Tereddüt etme, git!
Dünya galası 41. Toronto Uluslararası Film Festivali’nde yapılan Yeşim Ustaoğlu’nun yönettiği ‘Tereddüt’ adlı filmin Türkiye ilk gösterimi 53. Uluslararası Antalya Film Festivali’nde gerçekleştirildi.
Ceren Çıplak
Bana cinsel hayatını söyle sana kim olduğunu söyleyeyim... Yeşim Ustaoğlu, “Tereddüt” filminde farklı toplumsal katmanlardan iki çiftin yaşadıklarını ağırlıklı olarak cinsel hayatları üzerinden okuyor. Yaşı büyütülerek evlendirilen Elmas, her gece orta yaşlı kocası -kendi deyimiyle- üzerine abanmasın diye dua ediyor. Her gün evi silip süpüren, yatağın çarşaflarını dümdüz yapan ve gizlice sigara içen bastırılmış, sinik bir küçük kız Elmas. Bir gün kayınvalidesi ile kocasının şüpheli ölümü üzerine iyice sinen Elmas, psikiyatrist Şehnaz’ın hastası oluyor. Şehnaz da mimar sevgilisi Cem’le ilişkisini özgürce yaşayan, akşam şarabını, rakısını içen, elinde rakı kadehiyle “Ruhum isterse gezinirim, bitmeyen aşkla sevişirim, seyret bak uçurum dağından, dümdüzdür vadim” şarkısını mırıldanabilen bir kadın. Şehnaz aşkla sevişirken ya sevgilisi Cem? Sadece kendi tatminini önemseyen bencil bir sevgili Cem. Kadın ve erkeğin cinselliği algılayışındaki farklılık da var filmde. Karşındakinin bedeni üzerinden sadece kendini sevmek mi yoksa iki bedeni tek beden gibi sevmek mi sorusunu soran film yatak odasında bencil olanın günlük hayatta da öyle olduğunu gösteriyor. Peki, sadece sevmek yeter mi? Sevilmek yeter mi? “Tereddüt” filmi tereddütsüz insanın kendi değerini keşfetme süreciyle sert sevişen bir film. Bize değer vermeyen insanların yanında kalmamamızı, gitmemizi söyleyen bir film. Şehnaz da Elmas da en çok bunun ikilemini yaşıyor. Gitmeyi başaran o çemberin içinden çıkıyor. Belki de...

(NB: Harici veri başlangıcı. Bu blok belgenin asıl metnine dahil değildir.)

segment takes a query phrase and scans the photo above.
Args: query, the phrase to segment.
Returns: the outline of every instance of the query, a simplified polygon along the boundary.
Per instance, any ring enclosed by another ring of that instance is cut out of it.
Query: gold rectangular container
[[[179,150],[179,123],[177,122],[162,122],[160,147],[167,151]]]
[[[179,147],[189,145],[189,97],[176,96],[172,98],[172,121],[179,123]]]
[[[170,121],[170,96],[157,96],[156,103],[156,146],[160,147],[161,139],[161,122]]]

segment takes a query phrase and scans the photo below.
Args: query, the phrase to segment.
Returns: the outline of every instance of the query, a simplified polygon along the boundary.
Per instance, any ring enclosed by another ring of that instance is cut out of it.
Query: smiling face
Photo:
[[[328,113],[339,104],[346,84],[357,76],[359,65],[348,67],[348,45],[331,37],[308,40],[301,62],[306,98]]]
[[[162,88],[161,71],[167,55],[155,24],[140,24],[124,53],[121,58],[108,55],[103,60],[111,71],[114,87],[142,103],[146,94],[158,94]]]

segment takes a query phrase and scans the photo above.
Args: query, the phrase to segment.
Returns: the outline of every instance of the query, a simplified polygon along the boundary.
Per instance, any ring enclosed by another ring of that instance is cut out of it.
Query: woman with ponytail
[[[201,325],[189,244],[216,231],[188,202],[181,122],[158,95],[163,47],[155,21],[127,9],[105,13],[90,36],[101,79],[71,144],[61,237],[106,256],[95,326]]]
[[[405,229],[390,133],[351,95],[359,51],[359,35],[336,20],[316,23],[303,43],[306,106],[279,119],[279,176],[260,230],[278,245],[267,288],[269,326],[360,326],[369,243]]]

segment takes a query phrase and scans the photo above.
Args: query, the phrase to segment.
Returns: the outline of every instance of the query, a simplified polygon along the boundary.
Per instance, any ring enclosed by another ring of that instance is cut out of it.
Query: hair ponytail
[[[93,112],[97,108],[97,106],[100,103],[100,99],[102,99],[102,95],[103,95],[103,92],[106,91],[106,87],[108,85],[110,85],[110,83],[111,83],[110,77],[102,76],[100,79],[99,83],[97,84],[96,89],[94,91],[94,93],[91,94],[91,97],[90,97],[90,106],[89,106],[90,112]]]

Dünya galası 41. Toronto Uluslararası Film Festivali’nde yapılan filmin Türkiye ilk gösterimi 53. Uluslararası Antalya Film Festivali’nde gerçekleştirildi. Film, festivalin hem ulusal hem de uluslararası bölümünde yarışıyor. Film sonrası Ustaoğlu, seyircilerin sorunlarını yanıtladı. Ustaoğlu, filmde hem kadın hem de erkek dünyasının benzerliklerini ve farklılıklarını anlatmaya çalıştığını söyledi. Ustaoğlu, “Filmde bakış açısı Şehnaz. Elmas’ın hikâyesi daha yoğun ve etkileyici olmasına rağmen film Şehnaz üzerinden yürüyor çünkü onun ikilemi daha zor” dedi. Bir edebiyat öğretmeni de “Filmde yatak odası da oturma odası, misafir odası gibidir mesajı mı veriliyor?” diye sorunca Ustaoğlu “Biz kendi dünyamızla, algımızla yeni bir dünya yaratıyoruz. Siz de kendi algılarınızla bu dünyayı yeniden kurmakta serbestsiniz” dedi. “Hayat çoğu zaman çok klişe” diyen Ustaoğlu, seyirciden olumlu tepkiler alınca, “Toronto’da bana soruyorlardı, film Türkiye’de tepki alır mı diye. Bana iyi bir cevap verdiniz, teşekkür ederim” dedi.